Zarema, a mãe, percebeu que havia algo errado quando a menina voltou com febre e chorando. Furiosa, deu queixa à polícia contra o ex-marido, a mulher dele e a médica.

 

Um ano e meio depois, tem pouca esperança de ver justiça no processo, o primeiro a tratar de mutilação genital feminina (MGF) na Rússia. Só a ginecologista que cortou a menina está sendo julgada, por danos leves à saúde, diz a advogada Tatiana Savvina, que acompanha o caso pela organização Iniciativa Legal. A pena máxima é de quatro meses de prisão, um ano de serviço comunitário ou 40 mil rublos (R$ 2.859), alternativamente.

 

A clínica médica privada, que não verificou os documentos da menina antes dos cortes (pelos quais cobrou 2.000 rublos, ou R$ 143 reais, segundo tabela de preço de 2019), não foi incluída nas investigações.

 

Segundo Savvina, para que o caso seja tratado com a gravidade que merece, será preciso levá-lo ao Tribunal Europeu de Direitos Humanos.

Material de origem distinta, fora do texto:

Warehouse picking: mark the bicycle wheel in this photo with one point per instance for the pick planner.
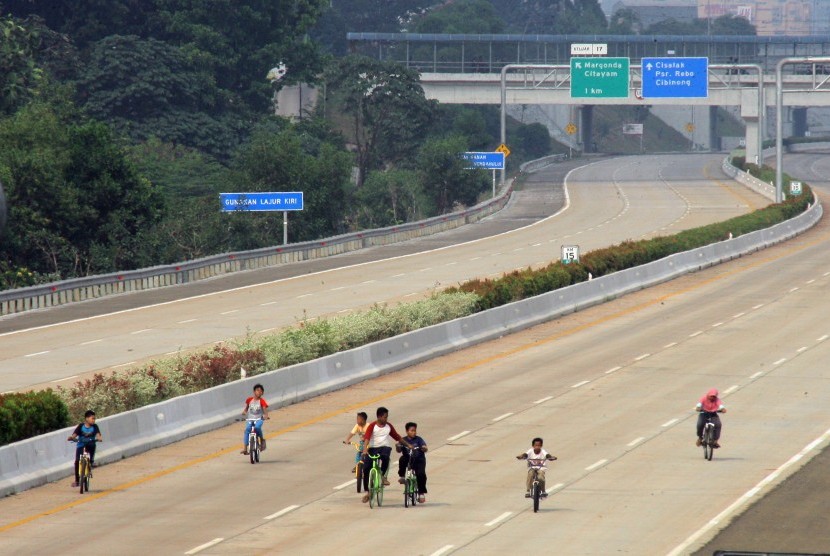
(536, 496)
(374, 485)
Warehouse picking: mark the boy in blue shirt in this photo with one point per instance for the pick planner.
(87, 434)
(419, 460)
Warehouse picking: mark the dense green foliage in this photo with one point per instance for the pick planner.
(30, 414)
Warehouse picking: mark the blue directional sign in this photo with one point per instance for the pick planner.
(259, 202)
(675, 77)
(489, 161)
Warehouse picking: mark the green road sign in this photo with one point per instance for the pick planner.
(599, 77)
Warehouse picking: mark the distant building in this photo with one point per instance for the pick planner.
(650, 12)
(774, 17)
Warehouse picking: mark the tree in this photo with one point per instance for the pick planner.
(77, 206)
(387, 107)
(444, 177)
(149, 88)
(19, 72)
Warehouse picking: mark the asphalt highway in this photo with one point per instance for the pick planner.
(611, 389)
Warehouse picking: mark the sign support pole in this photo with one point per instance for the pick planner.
(285, 227)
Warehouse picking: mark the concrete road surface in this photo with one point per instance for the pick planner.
(605, 202)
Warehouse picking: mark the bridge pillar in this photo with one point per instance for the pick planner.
(799, 122)
(714, 140)
(586, 113)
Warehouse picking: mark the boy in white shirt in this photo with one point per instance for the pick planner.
(536, 458)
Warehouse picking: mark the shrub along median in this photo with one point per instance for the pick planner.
(310, 339)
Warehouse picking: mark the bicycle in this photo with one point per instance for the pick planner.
(410, 483)
(375, 481)
(84, 470)
(358, 465)
(254, 442)
(708, 438)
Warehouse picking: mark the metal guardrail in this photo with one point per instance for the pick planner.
(91, 287)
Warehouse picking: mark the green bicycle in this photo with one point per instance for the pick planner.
(375, 482)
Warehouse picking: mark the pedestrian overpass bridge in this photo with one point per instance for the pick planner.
(729, 85)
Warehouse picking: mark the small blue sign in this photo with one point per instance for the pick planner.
(675, 77)
(260, 202)
(488, 161)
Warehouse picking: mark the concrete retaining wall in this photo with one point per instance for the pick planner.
(48, 457)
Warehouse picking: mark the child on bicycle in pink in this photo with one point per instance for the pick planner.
(359, 429)
(87, 434)
(536, 458)
(255, 411)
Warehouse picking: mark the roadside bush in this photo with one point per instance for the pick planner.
(30, 414)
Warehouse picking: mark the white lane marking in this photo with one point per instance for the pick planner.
(282, 512)
(443, 550)
(683, 547)
(502, 517)
(593, 466)
(201, 547)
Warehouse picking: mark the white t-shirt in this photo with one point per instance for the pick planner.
(539, 460)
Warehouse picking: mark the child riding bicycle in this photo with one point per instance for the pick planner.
(255, 411)
(418, 460)
(536, 458)
(709, 406)
(87, 434)
(359, 429)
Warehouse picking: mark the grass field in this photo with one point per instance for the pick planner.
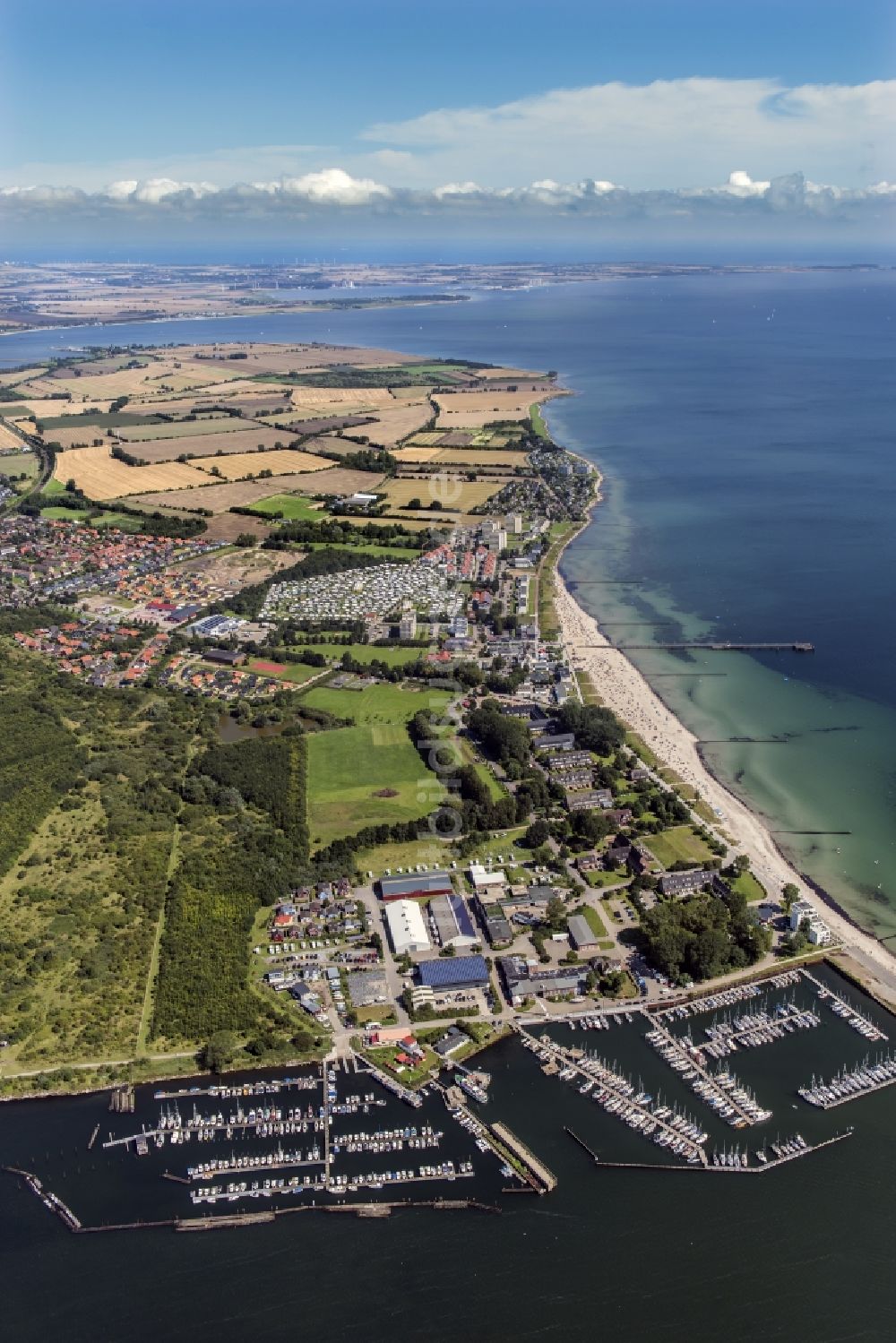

Um dos problemas, diz ela, é que não há na Rússia uma lei específica que proíba a MGF.

 

O país não é exceção ao não prever punições contra a prática, definida pela OMS como dano parcial ou total à genitália feminina sem benefícios à saúde. Mutilações são documentadas em ao menos 92 países do mundo, mas só 51 mencionam a MGF de forma explícita em suas leis, mostra levantamento realizado pela organização Equality Now.

 

O procedimento pode deixar sequelas físicas e mentais por toda a vida, segundo a OMS, como infecções crônicas, dor intensa durante a micção, a menstruação e as relações sexuais, depressão, maior risco de infertilidade, complicações de parto e até a morte de recém-nascidos. O próprio procedimento pode levar à morte, por hemorragia ou infecções graves.

 

Em maio deste ano, pai e madrasta da menina russa de nove anos foram isentos de acusação por crime, porque seria preciso provar que houve intenção de prejudicar sua saúde. Na Inguchétia (região do sudoeste russo que faz fronteira com a Geórgia), onde os dois vivem, a mutilação é praticada há décadas e é a regra em comunidades islâmicas rurais.

 

Mas não está na religião a raiz do problema, dizem entidades, ativistas e pesquisadores do assunto. Zarema também é muçulmana, mas sua comunidade se opõe aos cortes, que têm como principal objetivo controlar a sexualidade feminina, segundo Divya Srinivasan, que organizou o relatório global da Equality Now.

 

"Independentemente do grau, gravidade ou motivação, é uma violação dos direitos humanos voltada à opressão de mulheres e meninas", afirma a pesquisadora.

 

"O mito de que isso só ocorre em aldeias muçulmanas da África atrasa o combate a um problema global, que ocorre em grandes cidades desenvolvidas e em diferentes religiões", acrescenta a americana Mariya Taher, diretora da Sahiyo, que busca chamar a atenção para o problema entre mulheres de origem asiática em todo o mundo.

 

Nascida numa família de classe média e criada num bairro afluente do Centro-Oeste dos Estados Unidos, Thaler só descobriu que ela própria tinha sido submetida à MGF quando cursava a faculdade, pelo relato de uma amiga profundamente traumatizada pelos cortes.

 

"Eu me lembrava de uma cerimônia quando tinha sete anos, mas, por sorte, foi a forma mais leve de corte. Não deixou nem cicatrizes, e até então nunca o havia visto como mutilação", relata a ativista. O choque a fez estudar as mutilações no mestrado.